When we enter the URL http://www.baidu.com in the browser, the browser sends a request to get the http://www.baidu.com HTML file, and the server sends the response file object back to the browser.
The browser parses the HTML in response and finds that it references a lot of other files, such as images files, CSS files, and JS files. The browser will automatically send the request again to get a picture, CSS file, or JS file.
When all the files are downloaded successfully, the Web page will be fully displayed according to the HTML syntax structure.
URL (abbreviation for uniform/universal Resource Locator): Uniform Resource Locator, which is an identifying method used to describe the addresses of web pages and other resources on the Internet in a complete manner.
Basic format:
Scheme://host[:p ort#]/path/.../[?query-string][#anchor]
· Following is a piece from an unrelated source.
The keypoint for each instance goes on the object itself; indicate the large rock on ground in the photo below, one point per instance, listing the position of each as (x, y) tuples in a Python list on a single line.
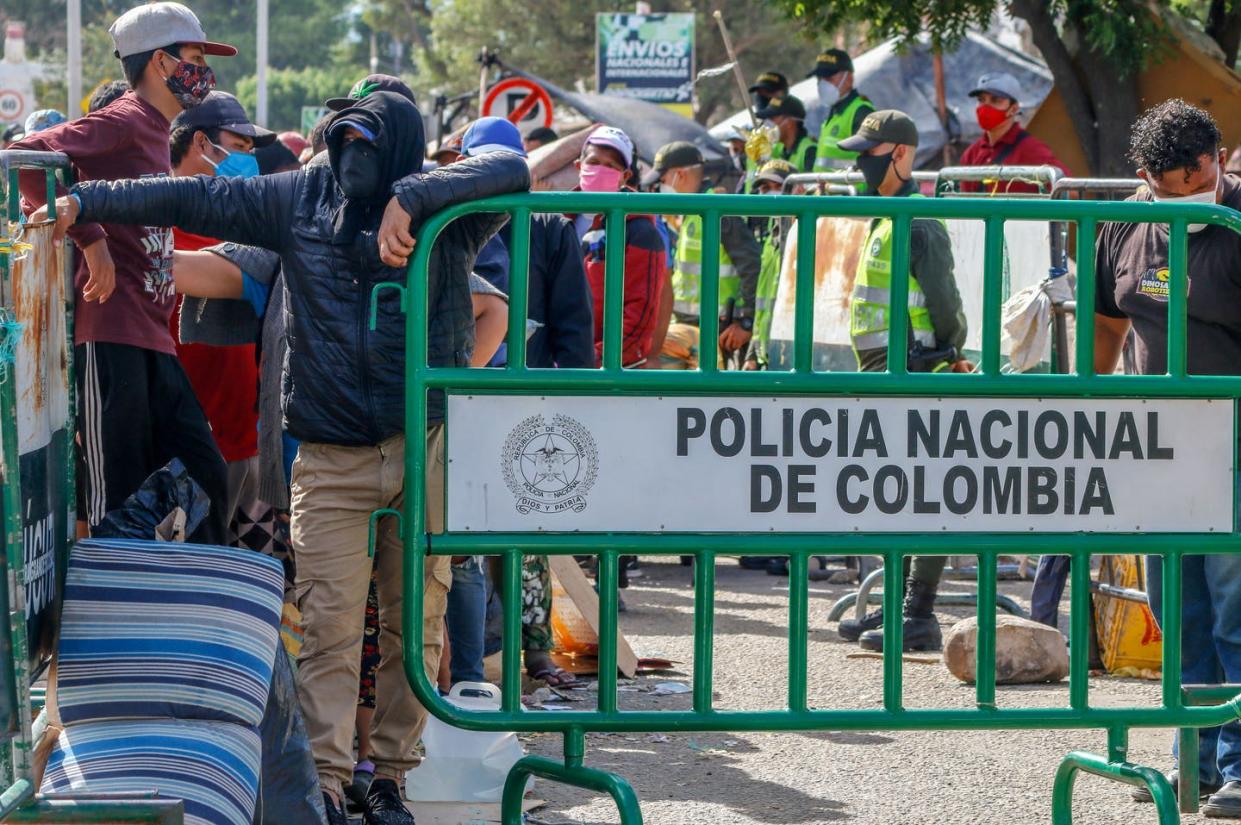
[(1025, 651)]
- Scheme: Protocol (for example: HTTP, HTTPS, FTP)
- Host: The IP address or domain name of the server
- port#: Port of the server (default port 80 If you are going to the protocol defaults)
- Path: access to Resource paths
- Query-string: Parameters, Data sent to the HTTP server
- Anchor: Anchor (jumps to the specified anchor position of the Web page)
For example:
Client HTTP request
The URL simply identifies the location of the resource, and HTTP is used to commit and fetch the resource. The client sends an HTTP request to the server's request message, including the following format:
请求行
, 请求头部
, 空行
,请求数据
Four parts, the general format of the request message is given.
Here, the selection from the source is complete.